After rolling the dice 60 times and counting the number of times each roll was rolled, the result was as follows.
Dice roll td> | 1 | 2 | 3 | 4 | 5 | 6 |
Number of occurrences td> | 17 | 10 | 6 | 7 | 15 | 5 |
At this time, let's test whether or not it follows the distribution of theoretical values (uniform distribution).
significance = 0.05
o = [17, 10, 6, 7, 15, 5] #Measured value
e = [10, 10, 10, 10, 10, 10] #Theoretical value
chi2, p = stats.chisquare(o, f_exp = e)
print('chi2 value is%(chi2)s' %locals())
print('The probability is%(p)s' %locals())
if p < significance:
print('Significance level%(significance)There is a significant difference in s' %locals())
else:
print('Significance level%(significance)There is no significant difference in s' %locals())
chi2 value is 12.4 The probability is 0.029699459203520212 At a significance level of 0.05, there is a significant difference
When the shipping grades of a vegetable grown by the A method and the B method are as shown in the table below, should we consider that there is a relationship between these growing methods and the product grade?

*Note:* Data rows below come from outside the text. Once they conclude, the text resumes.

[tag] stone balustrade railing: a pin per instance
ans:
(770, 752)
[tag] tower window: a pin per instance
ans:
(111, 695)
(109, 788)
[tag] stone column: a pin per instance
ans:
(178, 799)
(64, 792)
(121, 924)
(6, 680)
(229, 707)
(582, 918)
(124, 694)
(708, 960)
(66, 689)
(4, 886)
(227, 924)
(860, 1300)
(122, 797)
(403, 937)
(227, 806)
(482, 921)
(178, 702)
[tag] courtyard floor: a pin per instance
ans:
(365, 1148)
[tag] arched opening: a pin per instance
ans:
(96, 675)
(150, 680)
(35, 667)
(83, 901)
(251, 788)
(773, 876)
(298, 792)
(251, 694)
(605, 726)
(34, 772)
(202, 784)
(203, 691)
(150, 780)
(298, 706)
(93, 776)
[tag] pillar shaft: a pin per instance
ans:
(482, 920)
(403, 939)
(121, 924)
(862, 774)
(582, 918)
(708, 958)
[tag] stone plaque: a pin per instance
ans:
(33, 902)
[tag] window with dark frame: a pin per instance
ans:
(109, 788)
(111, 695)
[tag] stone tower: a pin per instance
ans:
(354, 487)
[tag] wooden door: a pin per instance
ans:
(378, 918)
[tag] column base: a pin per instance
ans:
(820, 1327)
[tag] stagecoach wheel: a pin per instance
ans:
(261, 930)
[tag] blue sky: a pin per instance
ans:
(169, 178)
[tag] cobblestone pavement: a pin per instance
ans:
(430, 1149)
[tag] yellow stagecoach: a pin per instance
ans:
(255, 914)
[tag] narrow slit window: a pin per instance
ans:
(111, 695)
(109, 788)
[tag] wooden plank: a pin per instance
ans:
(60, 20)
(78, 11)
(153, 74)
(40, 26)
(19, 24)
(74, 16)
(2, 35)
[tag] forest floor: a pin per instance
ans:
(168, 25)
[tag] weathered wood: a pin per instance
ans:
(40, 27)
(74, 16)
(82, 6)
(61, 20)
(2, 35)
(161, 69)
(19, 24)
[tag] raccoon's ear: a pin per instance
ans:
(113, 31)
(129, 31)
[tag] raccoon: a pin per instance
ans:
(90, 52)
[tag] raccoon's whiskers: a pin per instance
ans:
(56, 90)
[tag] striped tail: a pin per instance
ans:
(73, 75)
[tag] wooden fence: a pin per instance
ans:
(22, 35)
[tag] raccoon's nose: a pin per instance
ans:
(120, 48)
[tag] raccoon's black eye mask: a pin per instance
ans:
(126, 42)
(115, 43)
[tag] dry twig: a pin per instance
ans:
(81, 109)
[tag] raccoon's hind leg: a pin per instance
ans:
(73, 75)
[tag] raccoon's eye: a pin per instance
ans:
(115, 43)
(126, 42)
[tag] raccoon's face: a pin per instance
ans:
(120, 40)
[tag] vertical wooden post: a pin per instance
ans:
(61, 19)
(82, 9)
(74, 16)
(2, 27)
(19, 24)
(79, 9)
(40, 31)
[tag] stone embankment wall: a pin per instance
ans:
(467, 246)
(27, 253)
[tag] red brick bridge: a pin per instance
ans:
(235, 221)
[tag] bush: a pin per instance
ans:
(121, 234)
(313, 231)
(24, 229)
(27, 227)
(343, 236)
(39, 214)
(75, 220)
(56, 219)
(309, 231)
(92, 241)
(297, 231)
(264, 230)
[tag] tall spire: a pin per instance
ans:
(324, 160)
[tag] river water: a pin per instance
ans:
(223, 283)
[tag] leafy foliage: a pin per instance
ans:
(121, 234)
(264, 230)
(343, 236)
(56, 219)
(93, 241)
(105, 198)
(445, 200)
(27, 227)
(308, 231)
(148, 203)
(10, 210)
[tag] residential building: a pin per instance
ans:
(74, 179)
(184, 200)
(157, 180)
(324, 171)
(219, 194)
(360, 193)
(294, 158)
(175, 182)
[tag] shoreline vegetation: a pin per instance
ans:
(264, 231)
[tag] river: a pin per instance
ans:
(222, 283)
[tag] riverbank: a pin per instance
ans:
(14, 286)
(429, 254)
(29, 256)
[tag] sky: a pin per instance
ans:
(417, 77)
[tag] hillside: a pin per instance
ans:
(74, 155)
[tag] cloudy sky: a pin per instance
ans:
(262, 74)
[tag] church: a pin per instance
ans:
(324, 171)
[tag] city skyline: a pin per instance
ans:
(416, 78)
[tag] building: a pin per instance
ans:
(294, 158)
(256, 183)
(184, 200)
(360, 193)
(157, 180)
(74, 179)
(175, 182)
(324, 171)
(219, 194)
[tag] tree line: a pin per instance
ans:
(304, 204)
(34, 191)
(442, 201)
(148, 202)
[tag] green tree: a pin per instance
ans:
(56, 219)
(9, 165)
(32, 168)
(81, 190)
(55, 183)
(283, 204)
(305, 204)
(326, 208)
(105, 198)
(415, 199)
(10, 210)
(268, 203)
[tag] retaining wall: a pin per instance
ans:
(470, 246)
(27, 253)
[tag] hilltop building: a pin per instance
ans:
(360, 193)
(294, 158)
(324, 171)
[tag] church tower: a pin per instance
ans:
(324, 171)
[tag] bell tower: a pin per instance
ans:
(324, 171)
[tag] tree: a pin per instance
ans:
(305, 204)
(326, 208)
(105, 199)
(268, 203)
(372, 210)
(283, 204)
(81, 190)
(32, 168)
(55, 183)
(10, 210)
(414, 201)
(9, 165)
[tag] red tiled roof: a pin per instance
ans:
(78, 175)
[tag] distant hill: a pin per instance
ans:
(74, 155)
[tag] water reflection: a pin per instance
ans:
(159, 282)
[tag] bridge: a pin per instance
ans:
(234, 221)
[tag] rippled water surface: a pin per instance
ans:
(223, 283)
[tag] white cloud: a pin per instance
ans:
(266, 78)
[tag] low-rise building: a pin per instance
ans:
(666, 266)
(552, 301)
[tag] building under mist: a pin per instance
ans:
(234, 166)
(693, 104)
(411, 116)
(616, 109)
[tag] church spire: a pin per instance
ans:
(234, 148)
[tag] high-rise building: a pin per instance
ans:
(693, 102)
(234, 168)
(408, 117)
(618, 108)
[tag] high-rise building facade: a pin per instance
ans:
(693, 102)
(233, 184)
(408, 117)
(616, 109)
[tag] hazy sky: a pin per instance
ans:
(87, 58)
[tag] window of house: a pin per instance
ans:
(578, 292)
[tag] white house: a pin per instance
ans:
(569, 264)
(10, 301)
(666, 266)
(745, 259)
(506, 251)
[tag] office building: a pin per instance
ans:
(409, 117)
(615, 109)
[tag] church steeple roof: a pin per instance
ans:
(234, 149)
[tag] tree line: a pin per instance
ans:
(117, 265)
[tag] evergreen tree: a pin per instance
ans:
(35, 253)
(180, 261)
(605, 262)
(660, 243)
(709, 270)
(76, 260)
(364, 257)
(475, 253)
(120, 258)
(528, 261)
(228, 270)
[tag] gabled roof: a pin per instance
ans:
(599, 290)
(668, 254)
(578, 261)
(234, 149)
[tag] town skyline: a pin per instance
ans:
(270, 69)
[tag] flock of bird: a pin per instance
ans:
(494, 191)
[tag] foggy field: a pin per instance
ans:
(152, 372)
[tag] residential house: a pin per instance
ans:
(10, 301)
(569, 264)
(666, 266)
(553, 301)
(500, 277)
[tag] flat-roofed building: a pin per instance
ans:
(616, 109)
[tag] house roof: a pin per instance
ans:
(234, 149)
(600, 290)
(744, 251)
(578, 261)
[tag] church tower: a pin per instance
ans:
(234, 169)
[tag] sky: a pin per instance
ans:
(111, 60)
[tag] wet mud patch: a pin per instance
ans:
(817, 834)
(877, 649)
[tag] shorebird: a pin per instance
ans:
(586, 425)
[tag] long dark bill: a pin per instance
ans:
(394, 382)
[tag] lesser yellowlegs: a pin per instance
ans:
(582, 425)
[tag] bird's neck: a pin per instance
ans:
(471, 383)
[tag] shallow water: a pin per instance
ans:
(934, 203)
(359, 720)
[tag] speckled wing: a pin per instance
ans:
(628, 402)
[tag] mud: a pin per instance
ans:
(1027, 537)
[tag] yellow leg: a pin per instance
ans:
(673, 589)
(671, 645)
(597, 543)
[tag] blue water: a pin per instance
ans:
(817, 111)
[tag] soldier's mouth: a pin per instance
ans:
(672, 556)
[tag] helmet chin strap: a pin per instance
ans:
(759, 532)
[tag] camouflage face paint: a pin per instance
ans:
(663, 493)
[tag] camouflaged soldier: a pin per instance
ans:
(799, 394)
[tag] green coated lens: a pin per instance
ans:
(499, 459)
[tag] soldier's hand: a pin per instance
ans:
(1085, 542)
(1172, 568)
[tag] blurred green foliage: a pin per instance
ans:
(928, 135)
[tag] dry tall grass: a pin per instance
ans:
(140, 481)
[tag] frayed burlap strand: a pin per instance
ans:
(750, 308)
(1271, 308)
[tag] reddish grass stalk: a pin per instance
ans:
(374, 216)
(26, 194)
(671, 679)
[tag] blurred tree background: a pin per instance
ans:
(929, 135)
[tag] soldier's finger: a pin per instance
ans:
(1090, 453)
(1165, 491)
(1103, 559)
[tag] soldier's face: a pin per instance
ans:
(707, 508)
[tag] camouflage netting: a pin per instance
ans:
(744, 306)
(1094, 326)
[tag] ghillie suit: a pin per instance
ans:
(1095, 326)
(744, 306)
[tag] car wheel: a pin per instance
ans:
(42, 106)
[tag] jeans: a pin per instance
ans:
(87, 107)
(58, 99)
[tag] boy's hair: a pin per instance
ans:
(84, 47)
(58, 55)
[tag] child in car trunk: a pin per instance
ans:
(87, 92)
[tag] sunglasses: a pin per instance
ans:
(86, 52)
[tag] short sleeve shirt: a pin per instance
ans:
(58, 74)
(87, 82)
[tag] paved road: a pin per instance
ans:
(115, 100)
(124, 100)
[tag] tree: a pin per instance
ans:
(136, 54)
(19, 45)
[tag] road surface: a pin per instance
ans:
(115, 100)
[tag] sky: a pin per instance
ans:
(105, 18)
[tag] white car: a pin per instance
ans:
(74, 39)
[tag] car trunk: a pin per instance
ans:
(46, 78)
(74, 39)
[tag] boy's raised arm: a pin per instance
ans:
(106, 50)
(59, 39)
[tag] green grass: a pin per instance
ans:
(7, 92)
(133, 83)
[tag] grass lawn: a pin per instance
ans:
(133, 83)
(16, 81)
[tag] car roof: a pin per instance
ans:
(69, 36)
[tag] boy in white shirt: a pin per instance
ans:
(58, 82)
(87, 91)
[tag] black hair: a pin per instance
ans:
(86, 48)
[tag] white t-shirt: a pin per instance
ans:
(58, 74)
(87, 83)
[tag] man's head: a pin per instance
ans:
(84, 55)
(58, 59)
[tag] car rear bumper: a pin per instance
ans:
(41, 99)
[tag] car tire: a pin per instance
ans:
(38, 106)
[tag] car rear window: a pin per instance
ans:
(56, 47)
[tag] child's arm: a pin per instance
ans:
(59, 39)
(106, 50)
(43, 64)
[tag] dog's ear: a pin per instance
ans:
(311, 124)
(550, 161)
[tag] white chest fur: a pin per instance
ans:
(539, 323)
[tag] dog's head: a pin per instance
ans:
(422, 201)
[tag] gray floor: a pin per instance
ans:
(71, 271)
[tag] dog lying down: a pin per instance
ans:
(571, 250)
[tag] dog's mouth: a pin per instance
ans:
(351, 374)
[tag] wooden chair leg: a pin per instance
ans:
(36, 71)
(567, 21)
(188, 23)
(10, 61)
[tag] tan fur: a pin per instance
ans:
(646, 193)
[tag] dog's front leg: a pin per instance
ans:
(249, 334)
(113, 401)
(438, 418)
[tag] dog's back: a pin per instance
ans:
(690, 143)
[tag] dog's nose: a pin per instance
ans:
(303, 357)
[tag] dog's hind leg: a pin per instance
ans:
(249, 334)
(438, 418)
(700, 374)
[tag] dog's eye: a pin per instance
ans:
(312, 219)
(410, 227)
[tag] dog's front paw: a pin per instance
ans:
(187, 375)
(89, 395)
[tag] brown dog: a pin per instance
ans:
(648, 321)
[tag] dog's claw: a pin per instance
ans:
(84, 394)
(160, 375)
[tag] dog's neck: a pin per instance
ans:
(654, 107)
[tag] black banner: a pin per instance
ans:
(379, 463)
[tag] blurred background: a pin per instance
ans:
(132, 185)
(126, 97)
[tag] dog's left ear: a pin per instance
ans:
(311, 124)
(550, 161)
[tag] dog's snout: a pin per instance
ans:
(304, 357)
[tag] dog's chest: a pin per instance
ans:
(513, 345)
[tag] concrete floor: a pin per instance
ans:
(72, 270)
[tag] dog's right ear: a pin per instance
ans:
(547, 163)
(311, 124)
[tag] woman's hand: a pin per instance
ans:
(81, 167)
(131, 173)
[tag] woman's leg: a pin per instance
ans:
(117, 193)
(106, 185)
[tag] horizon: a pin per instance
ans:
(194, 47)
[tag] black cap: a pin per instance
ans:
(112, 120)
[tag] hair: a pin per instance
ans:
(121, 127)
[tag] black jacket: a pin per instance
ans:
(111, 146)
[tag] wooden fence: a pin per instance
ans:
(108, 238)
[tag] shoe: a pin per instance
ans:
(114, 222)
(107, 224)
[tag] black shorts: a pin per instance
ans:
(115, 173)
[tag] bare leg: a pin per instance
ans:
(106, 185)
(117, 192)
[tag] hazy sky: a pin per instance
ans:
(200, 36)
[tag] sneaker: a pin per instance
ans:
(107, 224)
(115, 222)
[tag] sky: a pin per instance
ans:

Excellent th> | Good th> | Yes th> | Total th> | |
---|---|---|---|---|
A method td> | 12 | 30 | 58 | 100 |
B method td> | 14 | 90 | 96 | 200 |
total td> | 26 | 120 | 154 | 300 |
#Exercise 4
#Unpaired t-test
significance = 0.05
X = [68, 75, 80, 71, 73, 79, 69, 65]
Y = [86, 83, 76, 81, 75, 82, 87, 75]
t, p = stats.ttest_ind(X, Y)
print('t value is%(t)s' %locals())
print('The probability is%(p)s' %locals())
if p < significance:
print('Significance level%(significance)There is a significant difference in s' %locals())
else:
print('Significance level%(significance)There is no significant difference in s' %locals())
The t value is -3.214043146821967 The probability is 0.006243695014300228 At a significance level of 0.05, there is a significant difference
The same math test was conducted in two classes, the 6th grade 1st class and the 6th grade 2nd class, and the scoring results were obtained. Please test if there is a difference in points between the two classes.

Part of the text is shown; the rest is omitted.